8. É proibida a exportação, na aceção do artigo 217.º-A, n.º 3, da Lei relativa aos medicamentos para uso humano, dos seguintes medicamentos que tenham obtido uma autorização nos termos do Regulamento (CE) n.º 726/2004 do Parlamento Europeu e do Conselho, de 31 de março de 2004, que estabelece procedimentos da União de autorização e fiscalização de medicamentos para uso humano e que institui uma Agência Europeia de Medicamentos, bem como de medicamentos com autorização de introdução no mercado emitida nos termos do artigo 26.º, n.º 1, da Lei dos Medicamentos para Uso Humano, classificados em grupos farmacológicos de acordo com uma classificação anatómico-terapêutico-química conforme com os requisitos da Organização Mundial da Saúde (OMS):
1. A10A «Insulinas e análogos» – todos os medicamentos do grupo;
2. A10B «Medicamentos para reduzir o açúcar no sangue, excluindo insulinas» – um medicamento com o código ATC A10BJ06 na forma de dosagem injetável;
3. J01 «Medicamentos anti-infecciosos para uso sistémico» – todos os medicamentos do grupo nas formas farmacêuticas «em pó para suspensão oral» e «grânulos para suspensão oral».
A proibição é aplicável de 19.8.2024 a 19.9.2024.
9. As razões para a encomenda são as seguintes:
A diabetes é uma doença crónica que ocorre quando o pâncreas não produz insulina suficiente ou quando o organismo não consegue utilizar eficazmente a insulina que produz. A insulina é uma hormona que regula o açúcar no sangue. O aumento do açúcar no sangue, hiperglicemia, é o resultado de diabetes descontrolada e ao longo do tempo leva a sérios danos a muitos dos sistemas do corpo, especialmente nervos e vasos sanguíneos.

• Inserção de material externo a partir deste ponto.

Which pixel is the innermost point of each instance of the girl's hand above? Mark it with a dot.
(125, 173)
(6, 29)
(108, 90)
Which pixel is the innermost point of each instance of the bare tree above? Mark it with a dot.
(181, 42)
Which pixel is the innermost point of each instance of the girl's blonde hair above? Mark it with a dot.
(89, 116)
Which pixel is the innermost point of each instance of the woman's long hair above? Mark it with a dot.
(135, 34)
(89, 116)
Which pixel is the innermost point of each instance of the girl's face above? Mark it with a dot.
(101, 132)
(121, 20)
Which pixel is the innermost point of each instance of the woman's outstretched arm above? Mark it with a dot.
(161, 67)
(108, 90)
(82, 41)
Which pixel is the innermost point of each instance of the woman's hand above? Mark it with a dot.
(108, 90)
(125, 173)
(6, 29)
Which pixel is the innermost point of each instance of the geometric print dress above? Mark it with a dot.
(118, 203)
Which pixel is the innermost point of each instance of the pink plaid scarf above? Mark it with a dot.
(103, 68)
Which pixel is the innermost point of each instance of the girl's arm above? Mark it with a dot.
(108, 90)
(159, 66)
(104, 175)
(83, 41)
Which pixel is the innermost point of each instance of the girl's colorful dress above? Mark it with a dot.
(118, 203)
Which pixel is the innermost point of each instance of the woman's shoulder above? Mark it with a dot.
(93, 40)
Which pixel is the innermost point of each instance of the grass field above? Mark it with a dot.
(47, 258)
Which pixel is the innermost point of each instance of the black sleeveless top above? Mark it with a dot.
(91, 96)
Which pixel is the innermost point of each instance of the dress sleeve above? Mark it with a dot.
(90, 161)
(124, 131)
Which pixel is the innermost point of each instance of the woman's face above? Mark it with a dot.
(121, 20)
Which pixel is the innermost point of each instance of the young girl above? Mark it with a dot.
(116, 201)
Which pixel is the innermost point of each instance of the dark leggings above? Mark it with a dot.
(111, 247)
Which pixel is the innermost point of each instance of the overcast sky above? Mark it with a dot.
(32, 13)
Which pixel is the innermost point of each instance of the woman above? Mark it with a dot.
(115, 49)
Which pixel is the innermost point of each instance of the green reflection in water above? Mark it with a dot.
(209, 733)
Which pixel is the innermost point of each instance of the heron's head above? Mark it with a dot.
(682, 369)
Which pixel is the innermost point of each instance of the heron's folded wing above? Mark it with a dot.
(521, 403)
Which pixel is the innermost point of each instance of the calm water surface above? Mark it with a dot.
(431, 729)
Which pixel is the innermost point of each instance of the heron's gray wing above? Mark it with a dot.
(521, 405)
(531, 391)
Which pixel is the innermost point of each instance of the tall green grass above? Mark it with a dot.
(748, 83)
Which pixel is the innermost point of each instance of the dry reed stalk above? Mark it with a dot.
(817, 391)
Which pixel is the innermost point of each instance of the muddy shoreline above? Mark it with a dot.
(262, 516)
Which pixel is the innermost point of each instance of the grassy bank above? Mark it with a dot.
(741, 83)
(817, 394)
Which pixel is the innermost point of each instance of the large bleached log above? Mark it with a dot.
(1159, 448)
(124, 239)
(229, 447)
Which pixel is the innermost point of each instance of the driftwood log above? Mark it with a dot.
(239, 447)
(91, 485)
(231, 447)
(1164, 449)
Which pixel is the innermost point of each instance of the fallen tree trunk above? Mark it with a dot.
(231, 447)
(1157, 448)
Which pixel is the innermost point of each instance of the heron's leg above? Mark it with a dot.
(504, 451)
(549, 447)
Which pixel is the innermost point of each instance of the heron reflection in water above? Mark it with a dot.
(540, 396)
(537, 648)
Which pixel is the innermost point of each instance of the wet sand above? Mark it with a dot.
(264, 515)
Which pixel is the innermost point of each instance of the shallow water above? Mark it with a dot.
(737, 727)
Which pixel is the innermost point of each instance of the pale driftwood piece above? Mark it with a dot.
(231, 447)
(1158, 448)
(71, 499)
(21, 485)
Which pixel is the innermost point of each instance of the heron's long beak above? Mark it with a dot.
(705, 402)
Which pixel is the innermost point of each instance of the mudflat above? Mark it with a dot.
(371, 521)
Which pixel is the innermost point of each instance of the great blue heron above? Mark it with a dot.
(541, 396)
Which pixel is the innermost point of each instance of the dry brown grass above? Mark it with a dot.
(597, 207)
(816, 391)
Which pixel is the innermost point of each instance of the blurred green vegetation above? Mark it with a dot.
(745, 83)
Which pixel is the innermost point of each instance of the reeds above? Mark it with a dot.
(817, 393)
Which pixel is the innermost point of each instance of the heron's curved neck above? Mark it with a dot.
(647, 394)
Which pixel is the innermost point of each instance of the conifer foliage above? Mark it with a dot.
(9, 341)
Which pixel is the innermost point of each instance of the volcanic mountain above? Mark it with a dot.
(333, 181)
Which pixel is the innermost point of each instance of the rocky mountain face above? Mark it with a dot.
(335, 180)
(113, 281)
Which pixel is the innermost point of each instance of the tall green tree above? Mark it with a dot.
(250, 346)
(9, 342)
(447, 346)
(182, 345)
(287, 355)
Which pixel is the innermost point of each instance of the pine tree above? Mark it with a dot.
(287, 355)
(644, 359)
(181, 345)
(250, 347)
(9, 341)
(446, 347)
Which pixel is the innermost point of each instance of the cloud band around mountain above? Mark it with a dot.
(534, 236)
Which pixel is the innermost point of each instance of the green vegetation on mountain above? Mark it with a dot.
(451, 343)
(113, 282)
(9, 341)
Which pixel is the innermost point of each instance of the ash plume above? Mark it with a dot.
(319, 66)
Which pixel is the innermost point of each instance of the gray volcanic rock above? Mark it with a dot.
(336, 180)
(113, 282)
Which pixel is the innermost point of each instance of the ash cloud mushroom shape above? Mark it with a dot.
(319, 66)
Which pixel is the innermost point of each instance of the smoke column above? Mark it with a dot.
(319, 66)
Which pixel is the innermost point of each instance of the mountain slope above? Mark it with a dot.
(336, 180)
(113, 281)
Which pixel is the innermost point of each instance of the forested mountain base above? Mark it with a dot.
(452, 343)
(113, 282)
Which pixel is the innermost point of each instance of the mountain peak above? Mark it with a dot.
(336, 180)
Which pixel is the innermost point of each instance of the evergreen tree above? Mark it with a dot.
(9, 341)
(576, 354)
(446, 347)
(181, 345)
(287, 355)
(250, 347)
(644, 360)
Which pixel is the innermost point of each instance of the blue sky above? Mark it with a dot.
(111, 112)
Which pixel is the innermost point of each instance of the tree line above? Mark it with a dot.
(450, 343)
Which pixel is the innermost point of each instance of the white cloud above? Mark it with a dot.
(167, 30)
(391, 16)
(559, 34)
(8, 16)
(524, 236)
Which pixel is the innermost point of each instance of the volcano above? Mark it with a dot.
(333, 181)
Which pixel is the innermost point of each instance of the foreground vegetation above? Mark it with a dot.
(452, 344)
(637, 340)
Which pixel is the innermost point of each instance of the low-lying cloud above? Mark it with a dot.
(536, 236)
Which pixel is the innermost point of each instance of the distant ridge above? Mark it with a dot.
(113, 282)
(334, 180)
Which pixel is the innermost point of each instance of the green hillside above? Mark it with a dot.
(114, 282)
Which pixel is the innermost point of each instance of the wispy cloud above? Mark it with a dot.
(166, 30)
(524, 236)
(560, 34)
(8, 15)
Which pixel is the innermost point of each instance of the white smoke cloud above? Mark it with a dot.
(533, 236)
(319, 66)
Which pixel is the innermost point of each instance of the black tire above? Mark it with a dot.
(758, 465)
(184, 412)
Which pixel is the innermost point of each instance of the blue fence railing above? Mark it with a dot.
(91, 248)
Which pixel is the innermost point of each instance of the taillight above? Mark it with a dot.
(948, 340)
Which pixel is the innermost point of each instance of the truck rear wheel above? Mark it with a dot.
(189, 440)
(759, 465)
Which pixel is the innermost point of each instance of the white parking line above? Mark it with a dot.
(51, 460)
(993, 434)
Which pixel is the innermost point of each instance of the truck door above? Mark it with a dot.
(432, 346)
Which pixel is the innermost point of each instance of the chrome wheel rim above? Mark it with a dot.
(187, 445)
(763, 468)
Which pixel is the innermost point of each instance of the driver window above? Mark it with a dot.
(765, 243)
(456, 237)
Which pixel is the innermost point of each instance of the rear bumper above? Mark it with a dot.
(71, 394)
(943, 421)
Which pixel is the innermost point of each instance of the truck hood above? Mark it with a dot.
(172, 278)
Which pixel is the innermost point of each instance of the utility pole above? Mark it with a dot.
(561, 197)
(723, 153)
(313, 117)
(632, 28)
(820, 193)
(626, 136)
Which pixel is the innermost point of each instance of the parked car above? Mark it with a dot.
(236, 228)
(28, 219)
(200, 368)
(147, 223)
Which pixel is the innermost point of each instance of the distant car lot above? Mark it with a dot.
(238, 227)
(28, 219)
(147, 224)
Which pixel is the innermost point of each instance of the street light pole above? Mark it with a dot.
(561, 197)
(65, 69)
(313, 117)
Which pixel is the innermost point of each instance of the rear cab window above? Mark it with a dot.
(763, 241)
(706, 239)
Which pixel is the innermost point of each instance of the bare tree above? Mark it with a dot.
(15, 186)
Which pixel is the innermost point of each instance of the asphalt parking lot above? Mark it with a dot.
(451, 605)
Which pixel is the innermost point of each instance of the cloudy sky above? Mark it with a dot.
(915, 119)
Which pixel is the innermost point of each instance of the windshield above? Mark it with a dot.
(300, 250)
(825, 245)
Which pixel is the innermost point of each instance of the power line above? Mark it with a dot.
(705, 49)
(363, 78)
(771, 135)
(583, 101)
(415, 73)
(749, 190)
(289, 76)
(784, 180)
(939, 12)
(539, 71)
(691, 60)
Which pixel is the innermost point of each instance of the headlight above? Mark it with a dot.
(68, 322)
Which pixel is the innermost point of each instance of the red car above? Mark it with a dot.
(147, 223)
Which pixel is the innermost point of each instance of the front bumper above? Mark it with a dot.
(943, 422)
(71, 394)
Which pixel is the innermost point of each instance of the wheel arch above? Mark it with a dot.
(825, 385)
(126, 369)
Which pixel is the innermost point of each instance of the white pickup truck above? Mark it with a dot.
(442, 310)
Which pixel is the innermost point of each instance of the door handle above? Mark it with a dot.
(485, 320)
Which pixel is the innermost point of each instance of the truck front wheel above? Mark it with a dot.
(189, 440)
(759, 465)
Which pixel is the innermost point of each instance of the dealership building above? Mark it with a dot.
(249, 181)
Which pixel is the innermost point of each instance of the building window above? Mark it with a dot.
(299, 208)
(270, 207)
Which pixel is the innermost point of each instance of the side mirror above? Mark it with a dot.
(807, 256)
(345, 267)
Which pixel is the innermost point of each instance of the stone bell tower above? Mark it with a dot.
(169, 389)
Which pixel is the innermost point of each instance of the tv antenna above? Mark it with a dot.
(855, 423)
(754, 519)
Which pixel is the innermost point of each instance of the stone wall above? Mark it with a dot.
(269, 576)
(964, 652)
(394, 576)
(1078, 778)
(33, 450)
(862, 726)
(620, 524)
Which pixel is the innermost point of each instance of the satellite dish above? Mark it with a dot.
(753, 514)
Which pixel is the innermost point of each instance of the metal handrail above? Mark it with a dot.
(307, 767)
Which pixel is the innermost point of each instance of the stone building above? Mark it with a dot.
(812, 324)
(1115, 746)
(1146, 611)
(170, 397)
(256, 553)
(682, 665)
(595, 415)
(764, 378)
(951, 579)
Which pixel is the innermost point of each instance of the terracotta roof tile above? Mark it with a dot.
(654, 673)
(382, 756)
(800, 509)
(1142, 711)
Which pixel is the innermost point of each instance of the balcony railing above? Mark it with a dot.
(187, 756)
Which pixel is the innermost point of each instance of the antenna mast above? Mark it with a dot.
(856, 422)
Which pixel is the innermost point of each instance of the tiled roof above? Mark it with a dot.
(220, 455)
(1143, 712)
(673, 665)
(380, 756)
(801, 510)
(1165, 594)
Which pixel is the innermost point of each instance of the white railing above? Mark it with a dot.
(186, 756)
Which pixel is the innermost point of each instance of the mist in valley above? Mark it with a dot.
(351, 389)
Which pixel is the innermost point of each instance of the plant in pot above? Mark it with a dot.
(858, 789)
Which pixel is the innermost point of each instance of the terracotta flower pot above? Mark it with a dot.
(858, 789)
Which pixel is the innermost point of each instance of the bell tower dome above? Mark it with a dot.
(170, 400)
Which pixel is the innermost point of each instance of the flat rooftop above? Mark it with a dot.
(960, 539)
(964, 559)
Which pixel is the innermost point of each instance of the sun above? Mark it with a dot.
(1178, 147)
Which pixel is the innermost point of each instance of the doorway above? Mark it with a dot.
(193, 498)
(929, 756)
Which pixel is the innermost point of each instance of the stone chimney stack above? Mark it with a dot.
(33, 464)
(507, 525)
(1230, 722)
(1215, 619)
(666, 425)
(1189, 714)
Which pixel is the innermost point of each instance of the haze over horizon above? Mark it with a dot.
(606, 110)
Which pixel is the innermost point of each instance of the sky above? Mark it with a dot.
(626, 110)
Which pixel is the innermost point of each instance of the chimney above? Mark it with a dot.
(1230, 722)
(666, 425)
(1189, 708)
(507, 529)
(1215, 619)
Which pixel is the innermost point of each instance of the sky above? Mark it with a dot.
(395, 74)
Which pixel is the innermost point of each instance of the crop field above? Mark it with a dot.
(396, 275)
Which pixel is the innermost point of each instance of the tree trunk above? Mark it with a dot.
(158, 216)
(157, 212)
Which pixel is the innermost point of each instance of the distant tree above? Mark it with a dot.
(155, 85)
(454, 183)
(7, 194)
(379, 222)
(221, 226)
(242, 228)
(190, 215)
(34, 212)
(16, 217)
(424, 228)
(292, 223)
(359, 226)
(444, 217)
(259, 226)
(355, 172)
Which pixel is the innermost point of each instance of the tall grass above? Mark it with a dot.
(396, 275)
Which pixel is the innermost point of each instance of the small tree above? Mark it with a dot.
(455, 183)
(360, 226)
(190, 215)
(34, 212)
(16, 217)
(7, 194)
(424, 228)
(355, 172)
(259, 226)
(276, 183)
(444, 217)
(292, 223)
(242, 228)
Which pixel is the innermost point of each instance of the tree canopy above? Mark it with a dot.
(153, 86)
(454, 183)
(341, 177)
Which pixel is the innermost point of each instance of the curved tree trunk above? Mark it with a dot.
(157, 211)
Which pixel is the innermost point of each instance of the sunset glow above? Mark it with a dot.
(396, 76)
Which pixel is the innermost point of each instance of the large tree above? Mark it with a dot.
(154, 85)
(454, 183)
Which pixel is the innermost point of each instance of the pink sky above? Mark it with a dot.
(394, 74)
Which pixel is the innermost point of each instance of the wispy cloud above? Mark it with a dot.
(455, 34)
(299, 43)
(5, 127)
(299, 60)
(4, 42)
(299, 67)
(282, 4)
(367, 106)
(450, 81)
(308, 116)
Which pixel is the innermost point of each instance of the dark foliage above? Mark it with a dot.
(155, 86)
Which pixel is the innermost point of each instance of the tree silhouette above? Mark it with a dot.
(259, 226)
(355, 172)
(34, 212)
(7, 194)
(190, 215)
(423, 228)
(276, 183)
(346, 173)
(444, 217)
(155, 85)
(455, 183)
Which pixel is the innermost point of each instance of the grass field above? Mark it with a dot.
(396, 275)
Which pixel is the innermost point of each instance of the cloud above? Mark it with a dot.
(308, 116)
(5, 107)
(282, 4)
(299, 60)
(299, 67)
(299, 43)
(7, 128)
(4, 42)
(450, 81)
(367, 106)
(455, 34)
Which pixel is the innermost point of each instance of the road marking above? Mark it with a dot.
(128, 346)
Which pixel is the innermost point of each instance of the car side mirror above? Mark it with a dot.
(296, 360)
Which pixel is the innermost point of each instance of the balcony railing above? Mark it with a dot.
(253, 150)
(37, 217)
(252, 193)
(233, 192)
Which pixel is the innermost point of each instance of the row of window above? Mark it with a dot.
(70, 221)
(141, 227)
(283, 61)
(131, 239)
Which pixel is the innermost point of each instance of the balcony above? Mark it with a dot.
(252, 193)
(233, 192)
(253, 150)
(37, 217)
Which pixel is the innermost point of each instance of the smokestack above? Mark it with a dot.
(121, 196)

A diabetes tipo 1 (conhecida como dependente de insulina) caracteriza-se por uma produção insuficiente de insulina e requer a administração diária de insulina parentérica.
A diabetes tipo 2 afeta a forma como a glicose no corpo é absorvida e transformada em energia. Esta é uma condição patológica em que as células não respondem normalmente à insulina hormonal ou reduzem o número de recetores de insulina em resposta à hiperinsulinemia.
O principal perigo da diabetes são as suas complicações crónicas. A diabetes leva ao desenvolvimento de danos nos olhos, rins, sistema nervoso, doenças cardiovasculares, derrames cerebrais, dor nas extremidades inferiores, etc.
Em meados de junho, a Portaria n.º RD-01-537/18.07.2024 do Ministro da Saúde proibiu a exportação de medicamentos classificados de acordo com uma classificação anatómica terapêutica química conforme com os requisitos da Organização Mundial da Saúde (OMS), nos seguintes grupos farmacológicos:
1. A10A «Insulinas e análogos» – todos os medicamentos do grupo;
2. A10B «Medicamentos para reduzir o açúcar no sangue, excluindo insulinas» – um medicamento com o código ATC A10BJ06 na forma de dosagem injetável;
3. J01 «Medicamentos anti-infeciosos para uso sistémico» – todos os medicamentos do grupo na forma de dosagem «pó para suspensão oral» e «granulado para suspensão oral».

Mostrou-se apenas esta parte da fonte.